Does $\sum_{n=2}^\infty \frac{n^2-4}{(n-1)^2(n+3)^2} $ converge?

Question

Does $\sum_{n=2}^\infty \frac{n^2-4}{(n-1)^2(n+3)^2} $ converge?

I used the integral test and found that it does, but it was a bit cumbersome. Is there an easier way?

Thanks

Answer 1

You can look for a bound.

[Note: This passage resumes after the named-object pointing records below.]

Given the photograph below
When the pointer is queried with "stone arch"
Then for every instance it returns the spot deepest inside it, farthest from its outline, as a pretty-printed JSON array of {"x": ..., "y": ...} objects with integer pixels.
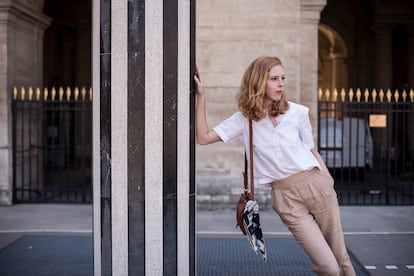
[{"x": 332, "y": 59}]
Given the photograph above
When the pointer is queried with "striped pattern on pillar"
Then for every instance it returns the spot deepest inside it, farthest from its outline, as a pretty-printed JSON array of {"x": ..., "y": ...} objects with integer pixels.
[{"x": 144, "y": 201}]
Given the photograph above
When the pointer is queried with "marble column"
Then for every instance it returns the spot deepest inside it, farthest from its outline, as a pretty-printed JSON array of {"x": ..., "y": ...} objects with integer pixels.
[
  {"x": 309, "y": 19},
  {"x": 143, "y": 143}
]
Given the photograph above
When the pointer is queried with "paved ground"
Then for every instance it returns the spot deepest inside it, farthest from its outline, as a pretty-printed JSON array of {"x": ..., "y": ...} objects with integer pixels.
[{"x": 380, "y": 237}]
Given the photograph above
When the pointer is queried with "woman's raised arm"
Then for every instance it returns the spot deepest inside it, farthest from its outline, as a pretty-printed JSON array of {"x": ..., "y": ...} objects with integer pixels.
[{"x": 204, "y": 135}]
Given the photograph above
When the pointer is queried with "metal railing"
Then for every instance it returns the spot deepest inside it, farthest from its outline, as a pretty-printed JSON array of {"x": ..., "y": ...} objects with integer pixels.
[
  {"x": 366, "y": 139},
  {"x": 52, "y": 145}
]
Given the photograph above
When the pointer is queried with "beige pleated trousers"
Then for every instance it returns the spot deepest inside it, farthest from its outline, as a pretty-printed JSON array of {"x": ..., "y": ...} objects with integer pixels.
[{"x": 307, "y": 204}]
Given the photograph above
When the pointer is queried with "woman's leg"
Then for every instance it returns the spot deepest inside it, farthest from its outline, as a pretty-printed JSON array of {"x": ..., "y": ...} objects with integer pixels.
[
  {"x": 329, "y": 221},
  {"x": 295, "y": 215}
]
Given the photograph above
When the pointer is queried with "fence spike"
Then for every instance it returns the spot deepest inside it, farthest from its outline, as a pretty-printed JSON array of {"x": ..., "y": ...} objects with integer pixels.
[
  {"x": 45, "y": 93},
  {"x": 358, "y": 94},
  {"x": 30, "y": 93},
  {"x": 68, "y": 93},
  {"x": 53, "y": 93},
  {"x": 61, "y": 92},
  {"x": 351, "y": 94},
  {"x": 335, "y": 95},
  {"x": 396, "y": 95},
  {"x": 389, "y": 95},
  {"x": 22, "y": 93},
  {"x": 404, "y": 95},
  {"x": 374, "y": 95},
  {"x": 343, "y": 94},
  {"x": 38, "y": 94},
  {"x": 15, "y": 93},
  {"x": 76, "y": 93},
  {"x": 83, "y": 93},
  {"x": 366, "y": 94},
  {"x": 327, "y": 94},
  {"x": 381, "y": 95}
]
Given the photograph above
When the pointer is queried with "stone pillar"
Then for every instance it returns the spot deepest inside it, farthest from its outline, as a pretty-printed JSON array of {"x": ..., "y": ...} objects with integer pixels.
[
  {"x": 22, "y": 26},
  {"x": 310, "y": 11},
  {"x": 383, "y": 58},
  {"x": 143, "y": 148},
  {"x": 410, "y": 58}
]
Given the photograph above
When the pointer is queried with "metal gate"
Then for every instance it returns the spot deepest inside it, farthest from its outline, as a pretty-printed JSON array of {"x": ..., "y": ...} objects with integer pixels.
[
  {"x": 367, "y": 141},
  {"x": 52, "y": 146}
]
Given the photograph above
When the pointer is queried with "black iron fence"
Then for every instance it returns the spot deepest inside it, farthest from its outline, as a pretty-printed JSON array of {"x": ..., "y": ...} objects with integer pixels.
[
  {"x": 52, "y": 145},
  {"x": 367, "y": 141}
]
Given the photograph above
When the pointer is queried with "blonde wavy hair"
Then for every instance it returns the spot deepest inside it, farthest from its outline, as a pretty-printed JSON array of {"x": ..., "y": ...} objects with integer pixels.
[{"x": 253, "y": 87}]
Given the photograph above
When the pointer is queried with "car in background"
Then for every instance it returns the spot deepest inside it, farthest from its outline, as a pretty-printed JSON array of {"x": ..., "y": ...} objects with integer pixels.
[{"x": 345, "y": 143}]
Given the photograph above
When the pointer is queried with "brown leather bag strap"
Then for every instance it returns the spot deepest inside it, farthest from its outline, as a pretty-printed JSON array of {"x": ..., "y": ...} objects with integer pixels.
[
  {"x": 251, "y": 159},
  {"x": 251, "y": 164}
]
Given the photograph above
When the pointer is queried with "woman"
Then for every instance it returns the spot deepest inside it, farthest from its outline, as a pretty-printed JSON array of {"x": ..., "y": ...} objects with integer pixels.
[{"x": 286, "y": 160}]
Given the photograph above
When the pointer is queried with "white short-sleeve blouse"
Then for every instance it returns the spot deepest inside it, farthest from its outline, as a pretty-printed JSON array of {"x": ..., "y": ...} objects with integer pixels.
[{"x": 278, "y": 151}]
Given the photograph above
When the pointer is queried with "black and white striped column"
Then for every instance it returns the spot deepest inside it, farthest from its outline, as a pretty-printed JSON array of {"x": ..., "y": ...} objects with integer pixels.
[{"x": 144, "y": 194}]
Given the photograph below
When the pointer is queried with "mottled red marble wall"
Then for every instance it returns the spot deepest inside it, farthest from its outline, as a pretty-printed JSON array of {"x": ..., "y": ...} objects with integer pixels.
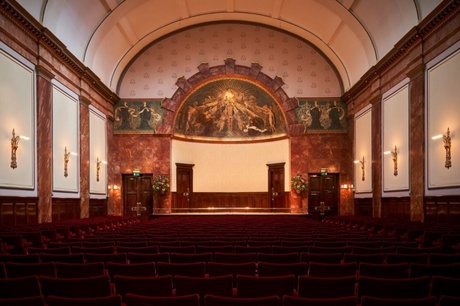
[
  {"x": 311, "y": 152},
  {"x": 44, "y": 145},
  {"x": 148, "y": 153},
  {"x": 84, "y": 158}
]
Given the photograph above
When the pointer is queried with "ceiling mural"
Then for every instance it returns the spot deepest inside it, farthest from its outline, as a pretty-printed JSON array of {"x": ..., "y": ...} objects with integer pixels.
[
  {"x": 137, "y": 116},
  {"x": 322, "y": 115},
  {"x": 230, "y": 108},
  {"x": 304, "y": 70}
]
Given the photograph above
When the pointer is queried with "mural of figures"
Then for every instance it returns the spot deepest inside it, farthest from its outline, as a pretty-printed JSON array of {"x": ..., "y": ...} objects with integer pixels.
[
  {"x": 230, "y": 108},
  {"x": 137, "y": 116},
  {"x": 325, "y": 115}
]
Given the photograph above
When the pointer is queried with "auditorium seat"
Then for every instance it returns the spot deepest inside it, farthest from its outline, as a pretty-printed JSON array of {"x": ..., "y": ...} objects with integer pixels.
[
  {"x": 69, "y": 258},
  {"x": 254, "y": 286},
  {"x": 132, "y": 269},
  {"x": 87, "y": 287},
  {"x": 188, "y": 258},
  {"x": 137, "y": 249},
  {"x": 141, "y": 257},
  {"x": 214, "y": 300},
  {"x": 216, "y": 285},
  {"x": 299, "y": 301},
  {"x": 378, "y": 301},
  {"x": 398, "y": 270},
  {"x": 38, "y": 300},
  {"x": 449, "y": 270},
  {"x": 326, "y": 287},
  {"x": 443, "y": 285},
  {"x": 20, "y": 287},
  {"x": 235, "y": 258},
  {"x": 445, "y": 300},
  {"x": 408, "y": 288},
  {"x": 142, "y": 300},
  {"x": 317, "y": 269},
  {"x": 79, "y": 270},
  {"x": 146, "y": 286},
  {"x": 17, "y": 269},
  {"x": 53, "y": 250},
  {"x": 323, "y": 258},
  {"x": 441, "y": 258},
  {"x": 113, "y": 300},
  {"x": 378, "y": 258},
  {"x": 30, "y": 258},
  {"x": 408, "y": 258}
]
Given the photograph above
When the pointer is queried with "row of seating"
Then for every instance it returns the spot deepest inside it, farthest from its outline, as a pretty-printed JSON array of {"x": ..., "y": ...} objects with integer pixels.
[
  {"x": 246, "y": 286},
  {"x": 202, "y": 269}
]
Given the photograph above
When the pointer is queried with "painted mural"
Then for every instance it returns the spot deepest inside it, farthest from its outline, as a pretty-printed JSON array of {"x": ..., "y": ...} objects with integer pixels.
[
  {"x": 322, "y": 115},
  {"x": 140, "y": 117},
  {"x": 230, "y": 109}
]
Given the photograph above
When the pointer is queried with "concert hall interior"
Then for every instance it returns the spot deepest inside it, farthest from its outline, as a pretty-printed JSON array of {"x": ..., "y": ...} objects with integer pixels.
[
  {"x": 229, "y": 152},
  {"x": 153, "y": 108}
]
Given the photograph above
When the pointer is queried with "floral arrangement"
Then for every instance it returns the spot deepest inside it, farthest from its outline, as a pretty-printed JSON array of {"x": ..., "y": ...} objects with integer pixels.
[
  {"x": 160, "y": 184},
  {"x": 298, "y": 182}
]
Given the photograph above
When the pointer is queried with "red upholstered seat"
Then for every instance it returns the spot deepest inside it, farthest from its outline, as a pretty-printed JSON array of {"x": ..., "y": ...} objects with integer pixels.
[
  {"x": 113, "y": 300},
  {"x": 141, "y": 300},
  {"x": 299, "y": 301},
  {"x": 378, "y": 301},
  {"x": 79, "y": 270},
  {"x": 213, "y": 300},
  {"x": 253, "y": 286},
  {"x": 146, "y": 286},
  {"x": 326, "y": 287},
  {"x": 26, "y": 301}
]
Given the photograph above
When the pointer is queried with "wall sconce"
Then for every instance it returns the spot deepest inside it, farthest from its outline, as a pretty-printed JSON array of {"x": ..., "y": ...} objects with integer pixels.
[
  {"x": 362, "y": 168},
  {"x": 14, "y": 147},
  {"x": 447, "y": 147},
  {"x": 394, "y": 155},
  {"x": 98, "y": 167},
  {"x": 66, "y": 161}
]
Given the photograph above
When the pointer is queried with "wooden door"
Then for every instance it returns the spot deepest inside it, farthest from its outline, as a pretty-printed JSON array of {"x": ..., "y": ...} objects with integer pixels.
[
  {"x": 137, "y": 195},
  {"x": 323, "y": 194},
  {"x": 276, "y": 199},
  {"x": 184, "y": 187}
]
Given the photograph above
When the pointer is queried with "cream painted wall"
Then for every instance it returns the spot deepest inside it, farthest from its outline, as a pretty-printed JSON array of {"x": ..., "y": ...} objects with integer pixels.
[
  {"x": 97, "y": 150},
  {"x": 65, "y": 135},
  {"x": 363, "y": 148},
  {"x": 443, "y": 105},
  {"x": 17, "y": 95},
  {"x": 244, "y": 165},
  {"x": 395, "y": 129}
]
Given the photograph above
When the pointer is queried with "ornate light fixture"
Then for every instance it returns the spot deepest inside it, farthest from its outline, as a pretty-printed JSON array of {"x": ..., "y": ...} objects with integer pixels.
[
  {"x": 447, "y": 146},
  {"x": 363, "y": 177}
]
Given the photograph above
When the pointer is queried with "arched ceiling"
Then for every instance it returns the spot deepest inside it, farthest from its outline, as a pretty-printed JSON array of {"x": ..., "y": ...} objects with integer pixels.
[{"x": 106, "y": 35}]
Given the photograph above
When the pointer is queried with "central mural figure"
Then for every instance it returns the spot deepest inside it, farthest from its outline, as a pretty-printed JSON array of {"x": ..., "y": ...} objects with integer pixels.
[{"x": 230, "y": 109}]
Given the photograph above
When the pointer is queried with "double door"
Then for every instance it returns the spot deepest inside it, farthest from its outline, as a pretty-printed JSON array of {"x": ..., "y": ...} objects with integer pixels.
[
  {"x": 323, "y": 194},
  {"x": 137, "y": 195}
]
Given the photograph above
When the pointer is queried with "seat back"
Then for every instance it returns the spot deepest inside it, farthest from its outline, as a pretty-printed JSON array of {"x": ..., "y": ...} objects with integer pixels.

For example $$0\le\frac{n^2-4}{(n-1)^2(n+3)^2}<\frac{n^2}{(n-1)^2n^2}=\frac{1}{(n-1)^2}$$ And it is simple to demonstrate that $$S=\sum_{n=2}^{\infty} \frac{1}{(n-1)^2}$$ converges, and the sum will be bounded between $$0\le\sum_{n=2}^\infty \frac{n^2-4}{(n-1)^2(n+3)^2}\le S$$

Answer 2

The easiest is to use equivalence, since it is a series with positive terms: $$\frac{n^2-4}{(n-1)^2(n+3)^2}\sim_\infty\frac{n^2}{n^2\cdot n^2}=\frac1{n^2}, $$ which converge.

Answer 3

By partial fraction decomposition, $$\begin{eqnarray*}\sum_{n\geq 3}\frac{n^2-2n-3}{(n-2)^2 (n+2)^2}&=&\frac{1}{32}\sum_{n\geq 3}\left(\color{blue}{\frac{7}{x-2}-\frac{7}{x+2}}+\color{red}{\frac{10}{(x+2)^2}-\frac{6}{(x-2)^2}}\right)\\&=&\frac{1}{32}\left[\color{blue}{\frac{175}{12}}\color{red}{-6\,\zeta(2)+10\left(\zeta(2)-\frac{1}{1^2}-\frac{1}{2^2}-\frac{1}{3^2}-\frac{1}{4^2}\right)}\right]\\&=&\frac{1}{32}\left[\frac{25}{72}+4\,\zeta(2)\right]=\color{purple}{\frac{25}{2304}+\frac{\pi^2}{48}}.\end{eqnarray*}$$ The blue sum is a telescopic sum, the red sum is a well-known sum.